Question does it apply to non residents of KY. If a non resident is in the state they are covered by that States laws, protected by or prosecuted by it. So it seems they should be covered by this also. Not a big deal for me My Wisconsin CC covers me in KY. We do ride there often so it would be nice to know.


----------



## Prepared One (Nov 5, 2014)

I would love for Texas to go the same route. They talk about it every year, but nothing comes of it. They better get a move on before the liberal socialists take over.


----------



## modfan (Feb 18, 2016)

Constitutional Carry was passed and signed by the Governor of Oklahoma this week. It goes into effect in November


----------



## MisterMills357 (Apr 15, 2015)

"It doesn't break new ground. It simply says that people do indeed have the right to keep and bear arms," said Gov Bevin. "... For those people who are offended at this idea and don't like it, there are other places in America where they could live."

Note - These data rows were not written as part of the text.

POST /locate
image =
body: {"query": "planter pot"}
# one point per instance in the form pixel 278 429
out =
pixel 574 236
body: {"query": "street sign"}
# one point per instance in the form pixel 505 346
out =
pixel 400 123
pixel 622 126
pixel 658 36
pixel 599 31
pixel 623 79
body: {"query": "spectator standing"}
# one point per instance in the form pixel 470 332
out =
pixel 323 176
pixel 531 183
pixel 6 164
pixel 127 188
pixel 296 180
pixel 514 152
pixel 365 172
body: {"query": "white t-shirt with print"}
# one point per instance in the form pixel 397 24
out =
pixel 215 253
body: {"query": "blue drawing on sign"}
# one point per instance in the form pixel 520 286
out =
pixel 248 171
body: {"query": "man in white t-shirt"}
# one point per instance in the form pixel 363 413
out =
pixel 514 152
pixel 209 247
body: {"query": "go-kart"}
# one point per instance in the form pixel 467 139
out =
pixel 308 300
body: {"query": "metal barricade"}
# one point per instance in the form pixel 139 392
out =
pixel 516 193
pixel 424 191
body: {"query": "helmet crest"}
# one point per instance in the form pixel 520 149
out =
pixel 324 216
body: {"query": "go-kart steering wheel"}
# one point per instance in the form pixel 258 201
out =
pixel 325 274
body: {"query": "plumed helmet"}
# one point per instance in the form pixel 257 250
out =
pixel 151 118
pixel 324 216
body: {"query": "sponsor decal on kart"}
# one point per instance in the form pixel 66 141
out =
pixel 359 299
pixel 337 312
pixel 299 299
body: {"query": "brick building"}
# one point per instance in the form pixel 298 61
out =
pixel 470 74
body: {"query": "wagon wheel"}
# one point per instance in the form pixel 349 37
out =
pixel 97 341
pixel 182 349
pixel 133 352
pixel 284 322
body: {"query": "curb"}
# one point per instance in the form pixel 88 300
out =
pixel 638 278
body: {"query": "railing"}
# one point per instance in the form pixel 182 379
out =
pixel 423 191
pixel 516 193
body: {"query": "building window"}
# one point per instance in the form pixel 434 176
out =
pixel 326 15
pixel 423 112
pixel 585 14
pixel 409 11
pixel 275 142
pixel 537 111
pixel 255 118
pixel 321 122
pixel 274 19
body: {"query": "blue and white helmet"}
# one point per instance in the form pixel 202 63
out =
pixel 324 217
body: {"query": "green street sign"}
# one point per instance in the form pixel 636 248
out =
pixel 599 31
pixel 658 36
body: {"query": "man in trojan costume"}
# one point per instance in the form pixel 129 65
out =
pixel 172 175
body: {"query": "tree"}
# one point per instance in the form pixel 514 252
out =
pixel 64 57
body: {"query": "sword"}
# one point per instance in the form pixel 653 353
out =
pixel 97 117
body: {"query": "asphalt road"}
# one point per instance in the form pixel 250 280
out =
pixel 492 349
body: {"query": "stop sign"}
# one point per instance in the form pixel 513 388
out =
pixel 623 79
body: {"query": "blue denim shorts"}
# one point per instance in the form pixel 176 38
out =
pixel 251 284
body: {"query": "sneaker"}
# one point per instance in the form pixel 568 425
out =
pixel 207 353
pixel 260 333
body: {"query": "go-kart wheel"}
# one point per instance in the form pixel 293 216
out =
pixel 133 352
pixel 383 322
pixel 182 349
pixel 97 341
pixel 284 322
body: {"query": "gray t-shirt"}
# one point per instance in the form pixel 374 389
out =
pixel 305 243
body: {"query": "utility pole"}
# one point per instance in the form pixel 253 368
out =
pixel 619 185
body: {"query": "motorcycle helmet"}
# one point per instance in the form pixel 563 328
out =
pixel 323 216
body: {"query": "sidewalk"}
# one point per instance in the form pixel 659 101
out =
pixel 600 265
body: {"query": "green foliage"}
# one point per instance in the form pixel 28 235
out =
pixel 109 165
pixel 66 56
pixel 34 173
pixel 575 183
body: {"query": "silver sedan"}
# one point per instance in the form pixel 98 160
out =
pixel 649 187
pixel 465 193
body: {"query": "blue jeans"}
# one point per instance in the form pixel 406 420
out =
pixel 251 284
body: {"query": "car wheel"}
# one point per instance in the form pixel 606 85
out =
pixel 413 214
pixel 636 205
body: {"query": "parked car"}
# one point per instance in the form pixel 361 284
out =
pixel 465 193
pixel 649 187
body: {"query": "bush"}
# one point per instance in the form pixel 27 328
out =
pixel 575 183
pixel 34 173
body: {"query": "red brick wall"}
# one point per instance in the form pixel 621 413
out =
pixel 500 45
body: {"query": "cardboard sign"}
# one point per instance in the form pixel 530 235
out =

I like that guy, he told the sissy boys of America to stuff it. It is a good day in America.


----------



## NotTooProudToHide (Nov 3, 2013)

https://apps.legislature.ky.gov/record/19rs/sb150.html

When you look at the later floor bills you can see the hissy fit dems threw when they realized this was going to pass.
@Smitty901 I would contact the Kentucky State Police if I where you, they handle all the concealed carry stuff. The way I read the bill it does apply to out of state residents but I wouldn't want anyone to get arrested because I was wrong.


----------



## Smitty901 (Nov 16, 2012)

NotTooProudToHide said:


> https://apps.legislature.ky.gov/record/19rs/sb150.html
> 
> When you look at the later floor bills you can see the hissy fit dems threw when they realized this was going to pass.
> @Smitty901 I would contact the Kentucky State Police if I where you, they handle all the concealed carry stuff. The way I read the bill it does apply to out of state residents but I wouldn't want anyone to get arrested because I was wrong.


 I know I am ok to CC in KY have done so often , They except my Wisconsin CC. I seldom open carry anymore just not worth upsetting dummies when I can CC and let them be a peace.


----------